The month of September is in full swing, and there’s nothing to start off the festive calendar than with something refreshing – in a visionary sense. Newly appointed Creative Director Raf Simons isn’t one to stray far from what he knows best – from previously helming himself at the house of Jil Sander to Dior, and even managing his own eponymous line, Simons has always followed through with similar silhouettes, colour palettes and context of his interest in fashion and art. This was always a given.
So while the venue ran bare with white walls for NYFW S/S 2018, Cigarettes After Sex as the accompanying music made up for the lack of engagement entering, and one could appreciate the unique feature of the ceiling installation by artist and long-time Simons muse, Sterling Ruby. Consisting of cheerleader pom-poms, bold coloured tassels and flags and even axes hanging amongst the seated guests, it was clear that Simons was very invested in the typical American archetypes in film. It was a rather subtle art-meets-fashion touch from the designer, and a touch done nicely.
“It’s all about American horror and American beauty,” Simons had described of this collection, with a nod to such classic cult favourites in the visual reformation of runway looks, as well as Andy Warhol prints embedded on tops and skirts. From influences of the American West to pop art and a touch from Ruby’s artistry, there was everything needed to present the house of Calvin Klein as an American institution, from the humble roots it had once begun. Of course, given that Simons aims to provoke thought and consider fashion in a more critically cultural vertical, anyone should have been ready for the unsettling onset of rubber and leather looks, aiming to reflect suggested body bags (or even raincoats for a hunt job), or the use of Warhol’s images from his Death and Disasters series to embrace the American horror (film) genre.
The colour palette was mild – typical in Raf Simons manner of dark and murky plaid prints, but it all became a bit more abysmal from the typical cowboy-cut shirts and trousers to iconic film smocks usually worn by unsuspecting female victims in pastel colours. Then came the violently splattered long coats and skirts that really could have resembled one thing – but that’s up to anyone’s interpretation, really. There were full a-line skirts and silhouettes that would have been immediate to anyone’s attention if they had been following Simons since his time at Jil Sanders and Dior – and even through the deigns of the menswear tops, a complete mash-up of the Westerns, the 70s and sartorial fluidity. A familiarity re-designed for a different purpose.
There was also a nice selection of relatively sound ballgowns for the daring – in colours of anguish (red, black) and in the material of mock plastic or heavy leather.

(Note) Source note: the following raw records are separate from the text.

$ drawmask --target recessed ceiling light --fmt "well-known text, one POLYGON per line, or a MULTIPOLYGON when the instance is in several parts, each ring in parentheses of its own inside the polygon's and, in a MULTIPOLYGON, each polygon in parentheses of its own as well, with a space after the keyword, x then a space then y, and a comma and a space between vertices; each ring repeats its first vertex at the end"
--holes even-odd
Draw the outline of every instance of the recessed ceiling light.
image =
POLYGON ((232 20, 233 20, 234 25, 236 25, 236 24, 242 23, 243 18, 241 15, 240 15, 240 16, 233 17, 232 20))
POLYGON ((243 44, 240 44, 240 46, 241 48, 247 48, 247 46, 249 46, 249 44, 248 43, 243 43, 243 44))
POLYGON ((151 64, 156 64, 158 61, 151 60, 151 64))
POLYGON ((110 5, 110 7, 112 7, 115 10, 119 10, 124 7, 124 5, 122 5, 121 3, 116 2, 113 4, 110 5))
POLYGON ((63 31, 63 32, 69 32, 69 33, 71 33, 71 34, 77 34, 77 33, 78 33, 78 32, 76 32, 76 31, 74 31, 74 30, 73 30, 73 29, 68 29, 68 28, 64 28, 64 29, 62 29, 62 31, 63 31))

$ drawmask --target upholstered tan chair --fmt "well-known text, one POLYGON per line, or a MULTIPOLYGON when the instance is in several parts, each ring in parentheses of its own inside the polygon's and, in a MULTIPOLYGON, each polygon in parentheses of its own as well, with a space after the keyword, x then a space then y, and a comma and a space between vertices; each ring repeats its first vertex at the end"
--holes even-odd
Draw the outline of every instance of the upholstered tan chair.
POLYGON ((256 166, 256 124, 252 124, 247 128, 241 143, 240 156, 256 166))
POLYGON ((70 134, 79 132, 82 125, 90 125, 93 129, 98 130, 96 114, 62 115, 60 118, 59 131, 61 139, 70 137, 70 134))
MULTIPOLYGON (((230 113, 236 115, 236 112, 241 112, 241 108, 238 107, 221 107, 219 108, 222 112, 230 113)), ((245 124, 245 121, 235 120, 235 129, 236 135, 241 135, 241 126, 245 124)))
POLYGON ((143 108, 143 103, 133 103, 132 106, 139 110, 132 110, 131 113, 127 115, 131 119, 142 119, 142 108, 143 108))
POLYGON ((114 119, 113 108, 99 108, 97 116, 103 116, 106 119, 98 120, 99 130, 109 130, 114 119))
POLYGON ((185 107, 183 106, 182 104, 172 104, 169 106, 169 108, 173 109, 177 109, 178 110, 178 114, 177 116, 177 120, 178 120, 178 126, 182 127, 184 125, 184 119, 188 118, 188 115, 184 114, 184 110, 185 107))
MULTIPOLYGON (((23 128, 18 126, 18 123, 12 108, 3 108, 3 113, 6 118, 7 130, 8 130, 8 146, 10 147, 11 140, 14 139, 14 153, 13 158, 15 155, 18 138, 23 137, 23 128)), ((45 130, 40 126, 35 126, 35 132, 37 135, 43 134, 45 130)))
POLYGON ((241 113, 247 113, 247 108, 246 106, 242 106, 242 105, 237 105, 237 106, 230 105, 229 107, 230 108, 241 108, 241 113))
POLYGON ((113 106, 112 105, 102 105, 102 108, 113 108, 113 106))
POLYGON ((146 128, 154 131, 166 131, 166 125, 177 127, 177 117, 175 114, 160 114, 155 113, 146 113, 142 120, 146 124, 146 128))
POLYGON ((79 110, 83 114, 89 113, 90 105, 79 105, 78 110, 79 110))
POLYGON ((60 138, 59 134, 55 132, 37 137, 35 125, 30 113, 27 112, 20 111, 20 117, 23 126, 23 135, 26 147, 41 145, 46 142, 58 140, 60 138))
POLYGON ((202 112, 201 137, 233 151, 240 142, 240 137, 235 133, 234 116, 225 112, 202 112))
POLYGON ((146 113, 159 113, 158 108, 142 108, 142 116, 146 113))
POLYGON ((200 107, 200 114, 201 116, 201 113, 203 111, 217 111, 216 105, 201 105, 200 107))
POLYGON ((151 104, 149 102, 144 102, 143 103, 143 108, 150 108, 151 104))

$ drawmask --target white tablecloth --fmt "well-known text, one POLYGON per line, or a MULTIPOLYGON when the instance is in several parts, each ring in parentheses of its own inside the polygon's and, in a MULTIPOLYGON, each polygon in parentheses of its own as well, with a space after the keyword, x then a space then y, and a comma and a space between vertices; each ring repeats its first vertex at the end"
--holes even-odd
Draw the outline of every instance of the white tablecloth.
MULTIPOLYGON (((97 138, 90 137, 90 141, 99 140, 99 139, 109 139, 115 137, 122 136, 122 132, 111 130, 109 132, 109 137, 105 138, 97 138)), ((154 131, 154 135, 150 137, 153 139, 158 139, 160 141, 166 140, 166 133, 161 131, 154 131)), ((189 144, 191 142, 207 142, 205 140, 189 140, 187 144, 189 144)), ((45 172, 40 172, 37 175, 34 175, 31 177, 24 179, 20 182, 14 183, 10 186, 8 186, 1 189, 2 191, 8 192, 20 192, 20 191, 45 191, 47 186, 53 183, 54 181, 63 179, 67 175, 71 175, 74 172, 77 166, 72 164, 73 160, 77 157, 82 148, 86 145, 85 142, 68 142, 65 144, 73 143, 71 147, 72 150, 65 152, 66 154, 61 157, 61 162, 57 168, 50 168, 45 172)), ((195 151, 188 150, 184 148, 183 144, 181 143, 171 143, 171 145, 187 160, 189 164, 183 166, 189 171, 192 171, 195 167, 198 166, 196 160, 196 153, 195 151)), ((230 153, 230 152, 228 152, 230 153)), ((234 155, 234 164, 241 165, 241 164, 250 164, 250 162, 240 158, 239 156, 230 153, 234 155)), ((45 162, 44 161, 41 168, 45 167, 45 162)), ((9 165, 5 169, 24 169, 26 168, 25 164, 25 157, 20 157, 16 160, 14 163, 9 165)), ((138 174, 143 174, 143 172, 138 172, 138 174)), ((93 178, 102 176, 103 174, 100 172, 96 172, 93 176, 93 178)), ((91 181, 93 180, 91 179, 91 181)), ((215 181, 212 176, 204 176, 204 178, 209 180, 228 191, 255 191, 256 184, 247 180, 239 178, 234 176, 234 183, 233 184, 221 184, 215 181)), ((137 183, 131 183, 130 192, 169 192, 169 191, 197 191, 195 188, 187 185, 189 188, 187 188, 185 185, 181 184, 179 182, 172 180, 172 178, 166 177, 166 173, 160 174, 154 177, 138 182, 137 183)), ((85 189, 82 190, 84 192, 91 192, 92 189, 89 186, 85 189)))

Either way, you really had to look at each piece that came down the runway to really see the references that were made to particular films, and/or how it reflected today’s (America’s) society and unusual interest in trauma, disaster or chaos. There was Kill Bill (2003) in the yellow full body gown, complete with cleaning gloves, or the two-piece raincoat top and blue skirt, reminisce of The Shining’s (1980) Wendy. You just had to look, or you had to be a true film fanatic to connect the dots. There was even footwear that gave ode to the iconic ski mask from Friday the 13th (1984) – perhaps in time for Halloween?
“Fashion is about escaping reality,” Simons had said after the show ended, so true to his word that he was interested in exploring the industry in a different angle to both fascinate and terrify is guests.
Unsettlement and fear was instilled in the atmosphere, but it was done in a rather confident, beautiful and uniquely Simons way. So far, so good for Calvin Klein.